L’anticipo della Messa di mezzanotte rende ancora più cupa l’atmosfera natalizia, ma ci offre l’occasione di condurre una piccola ricerca sulle radici di questa tradizione che dura da almeno 1500 anni. Le tre Messe del giorno di Natale “notte-aurora-giorno” corrispondono alla triplice nascita di Cristo, come scrive San Tommaso D’Aquino nella “Summa Teologica”: la sua nascita eterna e divina, illustrata dalla Messa di Mezzanotte, e la sua nascita spirituale e corporale celebrata dalle due altre messe.
Ma andiamo per ordine. A partire dall’Alto Medioevo, senza conoscerne precisamente l’origine, appare la pratica di una celebrazione notturna nella notte tra il 24/25 dicembre che viene fatta propria dal Papa e dal popolo romano e prende il nome di “Messa di Mezzanotte”. Simbolicamente la celebrazione di Dio fatto uomo comincia così illustrando la vittoria del giorno sulla notte, della vita sulla morte. Nel nostro caso è Lui il vero Sole che viene in questo mondo per sconfiggere le tenebre. Recita la Sacra Scrittura: “Il popolo che camminava nelle tenebre vide una grande luce; su coloro che abitavano in una terra caliginosa di ombre di morte risplendette una luce” (Isaia, 9, 1).
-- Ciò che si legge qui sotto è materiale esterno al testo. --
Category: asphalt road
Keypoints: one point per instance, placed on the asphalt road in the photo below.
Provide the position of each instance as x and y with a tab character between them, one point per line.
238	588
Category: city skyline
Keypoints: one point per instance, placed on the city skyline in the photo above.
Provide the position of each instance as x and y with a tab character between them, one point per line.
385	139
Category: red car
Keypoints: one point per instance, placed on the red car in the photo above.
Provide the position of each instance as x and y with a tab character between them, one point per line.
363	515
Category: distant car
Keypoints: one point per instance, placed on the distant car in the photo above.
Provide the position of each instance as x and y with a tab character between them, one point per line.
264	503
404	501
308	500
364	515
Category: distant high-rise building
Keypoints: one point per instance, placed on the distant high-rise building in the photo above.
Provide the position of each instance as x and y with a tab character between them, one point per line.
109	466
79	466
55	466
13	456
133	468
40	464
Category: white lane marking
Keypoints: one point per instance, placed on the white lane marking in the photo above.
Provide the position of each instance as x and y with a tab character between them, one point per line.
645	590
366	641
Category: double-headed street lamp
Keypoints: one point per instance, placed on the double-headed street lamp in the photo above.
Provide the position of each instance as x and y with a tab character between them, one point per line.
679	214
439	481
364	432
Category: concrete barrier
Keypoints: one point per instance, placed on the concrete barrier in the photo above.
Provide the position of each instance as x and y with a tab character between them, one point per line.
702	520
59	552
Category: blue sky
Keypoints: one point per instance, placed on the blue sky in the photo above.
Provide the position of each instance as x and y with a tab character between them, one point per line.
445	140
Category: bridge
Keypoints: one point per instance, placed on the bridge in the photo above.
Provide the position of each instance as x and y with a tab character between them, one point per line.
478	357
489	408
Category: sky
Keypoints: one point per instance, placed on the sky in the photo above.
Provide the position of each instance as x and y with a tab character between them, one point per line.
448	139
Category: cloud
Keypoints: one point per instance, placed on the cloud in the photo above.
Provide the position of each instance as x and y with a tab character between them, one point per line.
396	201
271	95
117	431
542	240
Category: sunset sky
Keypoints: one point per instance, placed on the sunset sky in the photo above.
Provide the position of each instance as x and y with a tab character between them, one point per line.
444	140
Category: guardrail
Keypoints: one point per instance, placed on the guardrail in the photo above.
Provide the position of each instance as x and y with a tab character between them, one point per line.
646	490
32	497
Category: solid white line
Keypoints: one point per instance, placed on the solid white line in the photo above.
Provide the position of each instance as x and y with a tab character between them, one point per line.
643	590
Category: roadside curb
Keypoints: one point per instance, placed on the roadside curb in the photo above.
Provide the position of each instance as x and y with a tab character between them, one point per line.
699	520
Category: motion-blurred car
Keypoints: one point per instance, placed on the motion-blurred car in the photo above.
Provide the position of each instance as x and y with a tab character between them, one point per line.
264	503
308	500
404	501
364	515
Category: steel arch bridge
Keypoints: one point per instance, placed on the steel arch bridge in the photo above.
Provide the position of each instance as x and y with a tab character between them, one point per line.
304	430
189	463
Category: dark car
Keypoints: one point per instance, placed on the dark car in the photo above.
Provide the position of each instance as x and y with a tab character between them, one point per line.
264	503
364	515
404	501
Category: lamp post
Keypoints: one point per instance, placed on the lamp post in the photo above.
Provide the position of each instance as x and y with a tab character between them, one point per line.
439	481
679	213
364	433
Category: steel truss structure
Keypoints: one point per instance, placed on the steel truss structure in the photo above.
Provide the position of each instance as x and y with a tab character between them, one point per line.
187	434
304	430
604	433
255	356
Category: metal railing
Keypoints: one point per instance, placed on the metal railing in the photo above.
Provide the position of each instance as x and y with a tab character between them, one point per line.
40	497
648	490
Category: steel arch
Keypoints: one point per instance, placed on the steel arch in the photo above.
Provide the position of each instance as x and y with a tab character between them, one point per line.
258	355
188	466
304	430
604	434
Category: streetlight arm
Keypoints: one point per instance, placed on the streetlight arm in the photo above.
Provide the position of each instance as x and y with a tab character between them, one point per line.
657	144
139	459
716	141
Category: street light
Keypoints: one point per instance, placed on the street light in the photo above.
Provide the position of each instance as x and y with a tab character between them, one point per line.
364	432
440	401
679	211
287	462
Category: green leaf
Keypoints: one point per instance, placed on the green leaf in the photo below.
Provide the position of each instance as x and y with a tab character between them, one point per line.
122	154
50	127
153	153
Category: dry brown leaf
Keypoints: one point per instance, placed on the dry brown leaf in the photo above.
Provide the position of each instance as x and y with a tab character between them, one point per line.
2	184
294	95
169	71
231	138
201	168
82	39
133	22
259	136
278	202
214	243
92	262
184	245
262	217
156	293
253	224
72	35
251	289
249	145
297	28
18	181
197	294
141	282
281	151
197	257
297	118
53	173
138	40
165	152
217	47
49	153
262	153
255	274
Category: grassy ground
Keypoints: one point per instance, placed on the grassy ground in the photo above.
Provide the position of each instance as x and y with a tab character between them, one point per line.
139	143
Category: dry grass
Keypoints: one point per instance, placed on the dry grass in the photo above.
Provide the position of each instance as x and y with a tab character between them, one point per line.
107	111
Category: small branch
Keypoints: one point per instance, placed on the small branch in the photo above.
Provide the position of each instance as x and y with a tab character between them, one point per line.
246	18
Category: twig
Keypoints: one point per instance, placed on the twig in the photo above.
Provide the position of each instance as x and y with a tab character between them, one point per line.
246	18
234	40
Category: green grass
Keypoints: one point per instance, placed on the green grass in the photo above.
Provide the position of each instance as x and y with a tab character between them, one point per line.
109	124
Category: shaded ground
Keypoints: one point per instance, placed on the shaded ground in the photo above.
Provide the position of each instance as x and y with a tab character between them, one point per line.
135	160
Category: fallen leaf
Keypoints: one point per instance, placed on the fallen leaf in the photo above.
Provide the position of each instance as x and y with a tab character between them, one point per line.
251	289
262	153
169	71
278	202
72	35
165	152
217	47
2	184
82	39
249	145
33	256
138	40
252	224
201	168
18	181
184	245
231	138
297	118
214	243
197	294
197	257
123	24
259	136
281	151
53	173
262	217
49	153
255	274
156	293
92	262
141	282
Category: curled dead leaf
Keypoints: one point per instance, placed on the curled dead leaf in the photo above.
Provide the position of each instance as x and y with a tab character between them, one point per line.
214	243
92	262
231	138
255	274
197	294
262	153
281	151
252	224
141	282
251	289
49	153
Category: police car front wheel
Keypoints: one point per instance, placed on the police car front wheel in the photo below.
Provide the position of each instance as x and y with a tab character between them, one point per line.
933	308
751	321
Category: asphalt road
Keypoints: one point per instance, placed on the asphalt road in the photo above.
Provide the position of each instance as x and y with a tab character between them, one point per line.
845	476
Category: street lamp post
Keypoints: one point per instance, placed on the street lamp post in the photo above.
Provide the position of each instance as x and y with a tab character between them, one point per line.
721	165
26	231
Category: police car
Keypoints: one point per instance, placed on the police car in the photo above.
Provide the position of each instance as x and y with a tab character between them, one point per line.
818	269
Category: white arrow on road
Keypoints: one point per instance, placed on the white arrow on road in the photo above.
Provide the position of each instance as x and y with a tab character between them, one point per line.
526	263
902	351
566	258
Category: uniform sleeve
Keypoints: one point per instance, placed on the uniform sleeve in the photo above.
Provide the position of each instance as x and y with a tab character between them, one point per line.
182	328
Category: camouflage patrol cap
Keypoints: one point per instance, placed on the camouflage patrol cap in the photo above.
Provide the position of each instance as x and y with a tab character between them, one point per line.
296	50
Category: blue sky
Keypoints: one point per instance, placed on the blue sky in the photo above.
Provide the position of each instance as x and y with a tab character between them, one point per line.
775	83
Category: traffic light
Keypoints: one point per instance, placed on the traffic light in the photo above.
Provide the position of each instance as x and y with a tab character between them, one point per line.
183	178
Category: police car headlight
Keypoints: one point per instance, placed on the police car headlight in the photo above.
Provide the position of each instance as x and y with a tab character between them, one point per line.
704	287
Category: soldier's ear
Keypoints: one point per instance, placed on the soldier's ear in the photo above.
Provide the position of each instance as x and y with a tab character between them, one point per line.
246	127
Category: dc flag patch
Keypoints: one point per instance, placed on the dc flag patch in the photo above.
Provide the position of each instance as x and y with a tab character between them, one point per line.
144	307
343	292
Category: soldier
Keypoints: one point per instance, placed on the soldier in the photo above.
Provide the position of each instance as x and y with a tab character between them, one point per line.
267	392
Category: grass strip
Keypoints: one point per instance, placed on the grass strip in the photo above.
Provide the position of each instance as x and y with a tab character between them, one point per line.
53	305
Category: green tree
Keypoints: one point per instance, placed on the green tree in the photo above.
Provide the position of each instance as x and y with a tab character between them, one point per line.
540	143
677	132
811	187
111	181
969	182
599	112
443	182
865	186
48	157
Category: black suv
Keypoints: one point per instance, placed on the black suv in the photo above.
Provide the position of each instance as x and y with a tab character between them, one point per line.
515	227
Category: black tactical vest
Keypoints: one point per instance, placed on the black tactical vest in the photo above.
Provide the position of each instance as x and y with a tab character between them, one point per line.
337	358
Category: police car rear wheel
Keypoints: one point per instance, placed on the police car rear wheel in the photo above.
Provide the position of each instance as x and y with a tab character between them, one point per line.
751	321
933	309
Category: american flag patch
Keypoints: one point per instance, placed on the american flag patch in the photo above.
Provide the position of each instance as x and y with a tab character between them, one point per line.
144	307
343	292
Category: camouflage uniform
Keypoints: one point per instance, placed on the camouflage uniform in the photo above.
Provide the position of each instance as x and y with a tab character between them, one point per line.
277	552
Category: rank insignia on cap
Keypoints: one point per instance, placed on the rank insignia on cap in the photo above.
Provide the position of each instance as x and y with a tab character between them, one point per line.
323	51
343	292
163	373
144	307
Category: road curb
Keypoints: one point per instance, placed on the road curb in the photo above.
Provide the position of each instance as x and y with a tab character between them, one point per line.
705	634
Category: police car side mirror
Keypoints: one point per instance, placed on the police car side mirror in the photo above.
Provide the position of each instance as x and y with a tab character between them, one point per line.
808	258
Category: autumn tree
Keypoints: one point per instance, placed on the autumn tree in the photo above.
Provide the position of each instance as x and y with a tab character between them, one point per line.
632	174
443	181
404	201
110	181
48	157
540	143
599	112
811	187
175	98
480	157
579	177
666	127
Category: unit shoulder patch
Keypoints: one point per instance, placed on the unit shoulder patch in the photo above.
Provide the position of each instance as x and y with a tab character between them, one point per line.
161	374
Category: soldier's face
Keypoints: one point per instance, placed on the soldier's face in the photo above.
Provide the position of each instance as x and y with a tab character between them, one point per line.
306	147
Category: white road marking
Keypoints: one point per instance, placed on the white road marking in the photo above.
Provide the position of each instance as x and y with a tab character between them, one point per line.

Alla fine del millennio, questa prima messa notturna, viene accoppiata da altre due celebrazioni, l’una il mattino molto presto, detta “Messa dell’Aurora”, l’altra, più tardi detta “Messa del Giorno”. Non avendo carattere obbligatorio, la celebrazione notturna della natività, non ha potuto conoscere la stessa frequentazione di quella del giorno, principalmente nella storia per ragioni pratiche. Infatti per molto tempo le strade buie ed il clima freddo incoraggiavano ben poco i fedeli a spostarsi nel corso della notte, soprattutto nelle campagne.
La messa notturna è stata molte volte l’occasione di ogni forma di indisciplina: in particolare nelle regioni dove l’allevamento ovino era molto presente i pastori facevano irruzione nelle chiese con le loro greggi e suonavano con gioia i loro strumenti musicali. Di conseguenza le cerimonie erano sovente molto rumorose: il folklore pastorale si esprimeva pienamente con i flauti, i tamburini ed altri strumenti che venivano suonati con gioia. Inoltre erano diffuse le rappresentazioni teatrali e le processioni erano effettuate regolarmente in riferimento al Vangelo di Luca (2,6) (“I pastori trovarono Maria, Giuseppe, e il neonato deposto nella mangiatoia”).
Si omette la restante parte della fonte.